With this in mind, when it’s – perhaps – most direct competitor has an opinion on those development plans, it’s worthy of note. Which brings us to this…
— IMEOS (@IMEOSONE) August 16, 2018
In this tweet, Twitter user @IMEOS – which, as a media source that focuses solely on EOS is hardly a impartial narrator, we’ll grant you – appears to be showing us a screenshot of a Telegram conversation. In said conversation, Daniel Larimer not only calls into question Ethereum’s lack of a timeline for implementing Buterin’s latest security measure, but it’s whole Casper-driven PoS roadmap.
He then, in later comments, seems to imply that what Buterin proposes in his blogpost is a methodology that has been implemented in his DPoS systems for the past 4 years – in the form of Non Byzantine Fault Tolerance (BFT) finality.
This is largely an esoteric observation beyond the knowledge base of most of us, (myself included) but – as far I understand it – the ultimate point is that Larimer believes Ethereum’s as-yet-to-be-implemented proposal, whenever it does make it into the code, essentially resembles something he has used in previous projects but later rejected during the creation of EOS.
His latest blockchain actually uses a system called Pipeline DPoS BFT, which appears to offer infinite scalability in terms of validators without hitting resources, and will – it’s claimed – ultimately be quicker than Casper (hit this link for more – good luck).
Whether you want to get into the deeper technicals or not, we think you’ll agree, it’s not the kind of interjection the Ethereum team needed right now.
Context Is King
While we can’t vouch for the context of the comment, or what preceded and followed it, to see Daniel Larimer quoting a timeline equivalent to the end of the universe for Ethereum solving its biggest issue is not what you can consider positive.

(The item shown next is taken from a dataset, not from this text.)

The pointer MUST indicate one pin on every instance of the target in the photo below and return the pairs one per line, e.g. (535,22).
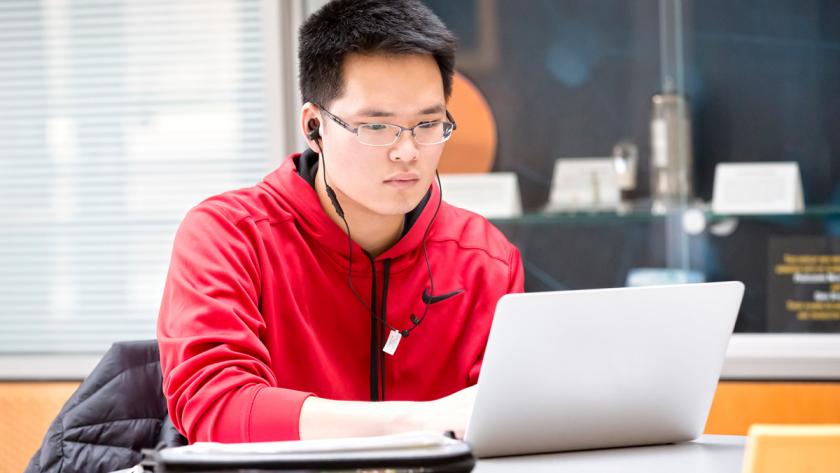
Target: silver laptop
(601,368)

@IMEOS’ tweet, though, appeared before Vitalik’s long Casper update – it could possibly even have prompted it. There’s no way of telling an exact timing of Larimer’s alleged comments are from the screen-grab, other than his referencing of the same Blockmanity article we did earlier dates them after August 12th.
It’s all a bit ‘Handbags at Dawn‘, we know – but nevertheless an interesting insight into the competitive relationship between two platforms that are going to battle it out for the hearts and minds of dApp and Smart Contract developers over the next couple of years.